The last few years haven’t always been easy due to the COVID-19 pandemic, and Neylan had to attend her first year of classes at CBU online. While she describes the situation as ‘challenging’, she notes that the University dealt with the circumstances well. With in-person classes returning over the past year, students, including Neylan, have been able to get a more immersive experience. “My second year was in person, so I could explore the campus more and it was an incredible year to meet new people from around the world,” says Neylan. “I’m enjoying my program and major a lot, and the professors are so understanding and kind. The classes are small, and I’m able to have a comfortable experience while learning.”
Looking back on her time at CBU thus far, Neylan shares that the highlight has been receiving Honours with Distinction during her first year at the University. She says of all of her professors, Dr. Pablo Santos-Iglesias, an Assistant Professor in the Department of Psychology, stands out. “Pablo Santos-Iglesias is an incredible professor; his psychology statistics class stood out to me the most,” she recalls. “At first, I was very intrigued by the course and quite nervous because math isn’t my favourite subject, especially in high school. Pablo was able to explain the material very well, and when I needed, he was always there to help me, making me calmer about assignments and tests.”
Unama’ki College has also played an important part in Neylan’s University experience. “Unama’ki College has been a safe place for me as a Mi’kmaq student, and I’m glad there is an area for me to study, attend online classes and eat lunch in a quiet place,” says Neylan. “I’m happy there is a place that offers workshops that involve Mi’kmaq crafts where I can practice my culture daily. It’s nice to know there is a community I’m comfortable with, and other Mi’kmaq university students in the same boat as me.”
Outside the classroom, Neylan has been active as a dancer in local productions and was in the Please Do Not Touch The Mi’kmaq show at the Boardmore Theatre this April. “I was able to be a part of the process of creating a show and making it come to life,” says Neylan. “I helped a lot backstage and behind the scenes of the show. I was also a dancer in the play and performed modern/lyrical style, which I choreographed.

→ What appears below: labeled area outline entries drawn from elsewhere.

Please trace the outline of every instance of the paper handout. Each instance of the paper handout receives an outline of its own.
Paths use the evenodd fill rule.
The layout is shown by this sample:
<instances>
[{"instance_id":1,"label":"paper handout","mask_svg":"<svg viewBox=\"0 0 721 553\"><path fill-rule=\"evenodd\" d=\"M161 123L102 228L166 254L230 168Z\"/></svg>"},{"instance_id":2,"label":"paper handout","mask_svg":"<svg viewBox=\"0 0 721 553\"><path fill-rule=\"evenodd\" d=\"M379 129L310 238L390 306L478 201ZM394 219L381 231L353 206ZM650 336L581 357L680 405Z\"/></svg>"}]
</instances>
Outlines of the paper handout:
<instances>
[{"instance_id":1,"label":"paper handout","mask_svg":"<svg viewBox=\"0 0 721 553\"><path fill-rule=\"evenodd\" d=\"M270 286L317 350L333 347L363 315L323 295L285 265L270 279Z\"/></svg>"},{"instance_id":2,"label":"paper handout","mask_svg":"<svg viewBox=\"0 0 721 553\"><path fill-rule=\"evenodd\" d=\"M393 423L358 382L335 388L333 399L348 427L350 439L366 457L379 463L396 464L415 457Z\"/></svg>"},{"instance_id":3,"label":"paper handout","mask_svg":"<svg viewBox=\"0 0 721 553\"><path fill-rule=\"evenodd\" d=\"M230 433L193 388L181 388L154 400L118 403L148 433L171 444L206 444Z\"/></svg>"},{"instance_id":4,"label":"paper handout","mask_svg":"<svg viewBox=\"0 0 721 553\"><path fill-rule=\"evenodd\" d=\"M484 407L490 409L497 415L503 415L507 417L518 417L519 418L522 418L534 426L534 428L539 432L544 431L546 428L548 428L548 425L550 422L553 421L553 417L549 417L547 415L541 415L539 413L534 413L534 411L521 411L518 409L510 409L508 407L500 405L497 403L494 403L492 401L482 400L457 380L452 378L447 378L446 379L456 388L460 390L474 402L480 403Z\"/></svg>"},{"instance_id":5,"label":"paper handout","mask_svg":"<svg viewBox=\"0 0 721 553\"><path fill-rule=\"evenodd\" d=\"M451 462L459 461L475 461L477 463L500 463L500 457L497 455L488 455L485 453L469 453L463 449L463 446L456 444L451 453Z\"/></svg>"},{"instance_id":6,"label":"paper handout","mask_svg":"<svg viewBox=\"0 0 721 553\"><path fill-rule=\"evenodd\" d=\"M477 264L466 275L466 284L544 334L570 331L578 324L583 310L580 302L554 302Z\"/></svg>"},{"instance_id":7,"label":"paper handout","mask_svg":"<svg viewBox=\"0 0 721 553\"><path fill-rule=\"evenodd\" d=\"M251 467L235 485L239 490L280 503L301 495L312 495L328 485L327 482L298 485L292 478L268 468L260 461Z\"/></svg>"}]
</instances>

Overall, it was a great learning experience, and I’m glad my culture was showcased in the theatre world.”
Neylan was also part of Samqwan (the Mi’kmaq word for water) at the Highland Arts Theatre and Neptune Theatre in Halifax this May. A lot of hard work went into bringing the show to life and Neylan is pleased to have put in the effort for her community. “We performed 11 shows which were so rewarding despite the long days. I’m glad I was able to have this opportunity to dance again, which has been my life for 15 years,” she shares. “My experience with Samqwan has been inspiring and moving. I was able to dance with people who have been a part of my dance life for so long. It was refreshing and brought so much comfort to me knowing that I wasn’t dancing for a medal and that I was dancing for my people and culture. I’m proud of my long-time friend Sarah Prosper for creating this show and allowing me to be a part of something special.”
As an Indigenous student, Neylan wants to help her community after completing her program at CBU. “My program will guide me to one day be a clinical social worker/psychologist, take back my knowledge to my community and help my people with mental health and intergenerational trauma,” she says.
At CBU, students are encouraged to experience learning outside of the classroom, engaging in different activities that will help them grow on a professional as well as personal level. We are so glad to have students such as Neylan who show the campus community how beneficial this learning can be.